I have also used the single method jQuery-like solution and did like it but had read some posts that for some reason made me think others thought it was bad practice. But now I am reading around again and came across this post.
My solutions had (disclaimer: condensed formatting)
class Person {
protected $name;
protected $age;
public function name($value = null) {
if (null !== $value) {
$this->name = (string) $value;
return $this;
}
return $this->name;
}
public function age($value = null) {
if (null !== $value) {
$this->age = (int) $value;
return $this;
}
return $this->age;
}
}
I did enjoy this type of interface for a class
$person1 = new Person();
$person1->name('Bob')->age(30);
echo $person->name();
The general idea was that if $value was null then send back the property, otherwise set the property to $value, maybe type casting it or running it through some other filters then returning the instance of the class.

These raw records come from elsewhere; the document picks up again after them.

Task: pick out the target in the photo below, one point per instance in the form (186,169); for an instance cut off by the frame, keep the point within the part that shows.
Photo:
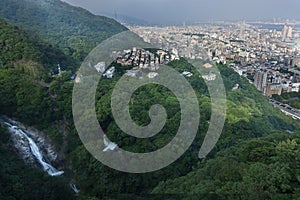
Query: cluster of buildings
(267,54)
(143,58)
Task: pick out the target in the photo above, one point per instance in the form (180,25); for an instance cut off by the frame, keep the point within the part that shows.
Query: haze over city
(177,11)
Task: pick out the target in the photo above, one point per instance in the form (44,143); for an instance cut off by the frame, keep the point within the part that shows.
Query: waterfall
(35,150)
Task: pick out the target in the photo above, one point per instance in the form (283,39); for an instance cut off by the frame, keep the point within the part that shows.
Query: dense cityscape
(268,56)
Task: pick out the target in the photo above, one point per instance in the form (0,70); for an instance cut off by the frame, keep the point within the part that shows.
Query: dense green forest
(291,98)
(74,30)
(257,156)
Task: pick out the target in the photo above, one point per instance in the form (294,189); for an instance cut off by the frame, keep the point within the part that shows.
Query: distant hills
(74,30)
(18,48)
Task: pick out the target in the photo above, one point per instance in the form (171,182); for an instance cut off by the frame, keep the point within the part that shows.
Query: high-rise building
(260,80)
(284,32)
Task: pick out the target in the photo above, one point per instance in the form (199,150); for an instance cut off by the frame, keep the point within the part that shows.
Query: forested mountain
(20,50)
(74,30)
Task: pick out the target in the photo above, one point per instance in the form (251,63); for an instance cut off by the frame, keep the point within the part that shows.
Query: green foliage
(291,98)
(256,169)
(73,30)
(29,54)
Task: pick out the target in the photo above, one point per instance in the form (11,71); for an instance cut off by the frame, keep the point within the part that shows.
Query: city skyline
(176,12)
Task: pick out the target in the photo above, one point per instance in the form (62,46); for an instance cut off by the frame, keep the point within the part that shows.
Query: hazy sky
(169,11)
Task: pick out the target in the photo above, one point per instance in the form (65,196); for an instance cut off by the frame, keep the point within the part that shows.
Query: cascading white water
(35,151)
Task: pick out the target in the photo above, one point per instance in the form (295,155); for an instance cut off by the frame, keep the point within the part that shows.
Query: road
(295,113)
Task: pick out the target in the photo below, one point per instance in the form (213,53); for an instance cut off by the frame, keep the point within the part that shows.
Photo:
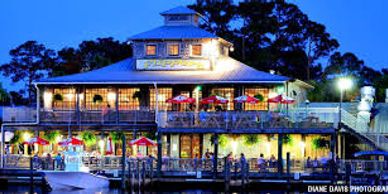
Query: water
(25,189)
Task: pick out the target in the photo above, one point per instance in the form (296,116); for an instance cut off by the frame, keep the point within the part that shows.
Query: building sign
(172,64)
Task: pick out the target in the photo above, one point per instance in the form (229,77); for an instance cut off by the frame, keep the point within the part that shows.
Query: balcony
(233,120)
(313,118)
(29,115)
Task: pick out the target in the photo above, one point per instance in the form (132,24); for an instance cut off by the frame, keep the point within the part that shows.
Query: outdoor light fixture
(344,83)
(111,96)
(26,136)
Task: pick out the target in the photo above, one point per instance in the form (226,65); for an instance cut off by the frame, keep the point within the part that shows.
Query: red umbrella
(143,141)
(248,99)
(37,140)
(283,99)
(214,99)
(180,99)
(71,141)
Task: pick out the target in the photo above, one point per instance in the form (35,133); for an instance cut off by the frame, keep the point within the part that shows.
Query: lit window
(196,50)
(173,49)
(151,50)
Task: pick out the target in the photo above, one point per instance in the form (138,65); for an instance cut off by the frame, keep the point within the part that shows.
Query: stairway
(363,130)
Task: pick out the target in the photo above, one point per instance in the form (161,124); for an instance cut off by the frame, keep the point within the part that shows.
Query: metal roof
(174,32)
(179,10)
(227,70)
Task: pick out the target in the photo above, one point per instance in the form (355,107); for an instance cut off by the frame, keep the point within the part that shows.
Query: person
(105,112)
(243,160)
(196,161)
(272,161)
(261,163)
(315,163)
(207,154)
(35,161)
(58,160)
(49,160)
(308,162)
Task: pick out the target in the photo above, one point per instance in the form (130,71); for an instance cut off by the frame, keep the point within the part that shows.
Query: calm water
(14,189)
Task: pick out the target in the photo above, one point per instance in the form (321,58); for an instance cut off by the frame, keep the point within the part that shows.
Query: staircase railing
(361,126)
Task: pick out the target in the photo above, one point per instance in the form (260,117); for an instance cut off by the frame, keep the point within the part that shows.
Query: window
(196,50)
(64,98)
(227,93)
(151,50)
(163,95)
(255,92)
(99,98)
(173,49)
(129,98)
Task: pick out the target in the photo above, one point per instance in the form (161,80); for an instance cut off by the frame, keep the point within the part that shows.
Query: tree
(29,62)
(91,55)
(4,96)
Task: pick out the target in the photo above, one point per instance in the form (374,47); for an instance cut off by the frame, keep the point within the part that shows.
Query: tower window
(151,50)
(173,49)
(196,50)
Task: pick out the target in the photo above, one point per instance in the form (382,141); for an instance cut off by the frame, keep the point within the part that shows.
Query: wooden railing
(190,164)
(231,120)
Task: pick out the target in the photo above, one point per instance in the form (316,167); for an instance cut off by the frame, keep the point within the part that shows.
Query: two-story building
(180,58)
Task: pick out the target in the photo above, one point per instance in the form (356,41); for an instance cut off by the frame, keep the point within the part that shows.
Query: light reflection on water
(25,189)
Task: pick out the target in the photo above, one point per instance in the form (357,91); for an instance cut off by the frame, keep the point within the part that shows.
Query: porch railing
(246,120)
(20,114)
(189,165)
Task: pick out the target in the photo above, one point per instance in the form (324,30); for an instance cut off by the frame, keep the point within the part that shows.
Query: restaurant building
(179,58)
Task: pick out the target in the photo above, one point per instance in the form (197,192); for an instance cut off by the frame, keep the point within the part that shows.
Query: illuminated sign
(172,64)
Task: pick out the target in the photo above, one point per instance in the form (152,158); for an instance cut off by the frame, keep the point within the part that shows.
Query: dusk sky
(360,26)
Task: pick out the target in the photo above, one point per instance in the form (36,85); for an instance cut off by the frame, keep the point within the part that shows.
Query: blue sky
(360,26)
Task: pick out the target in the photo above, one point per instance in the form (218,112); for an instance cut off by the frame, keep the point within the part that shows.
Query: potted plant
(320,143)
(287,139)
(251,139)
(222,140)
(260,97)
(58,97)
(97,98)
(89,138)
(52,136)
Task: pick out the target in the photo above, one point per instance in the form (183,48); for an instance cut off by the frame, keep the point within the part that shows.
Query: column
(117,106)
(280,154)
(215,160)
(160,147)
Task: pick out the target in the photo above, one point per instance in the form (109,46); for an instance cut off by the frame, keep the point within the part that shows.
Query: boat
(75,175)
(66,181)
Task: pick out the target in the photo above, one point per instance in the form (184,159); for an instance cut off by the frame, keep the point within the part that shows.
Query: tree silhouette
(29,62)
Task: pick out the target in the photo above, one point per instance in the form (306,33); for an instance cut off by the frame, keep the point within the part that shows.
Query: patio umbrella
(371,153)
(37,140)
(143,141)
(71,141)
(180,99)
(214,100)
(109,148)
(281,99)
(245,98)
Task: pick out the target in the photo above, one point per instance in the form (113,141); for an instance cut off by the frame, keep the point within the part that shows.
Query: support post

Now that I am re-visiting this, Im not really sure why this is so bad EXCEPT for the fact that you may confuse your IDE with return values since it will either be your property data type OR your class.
Needing to set the value to false still works here, in the (for me) edge-case where I need to set to null then I would just one-off/case-by-case change the default/condition check to accomodate.
I did appreciate the lesser boilerplate feeling of not having to write two methods AND their associated phpdoc blocks.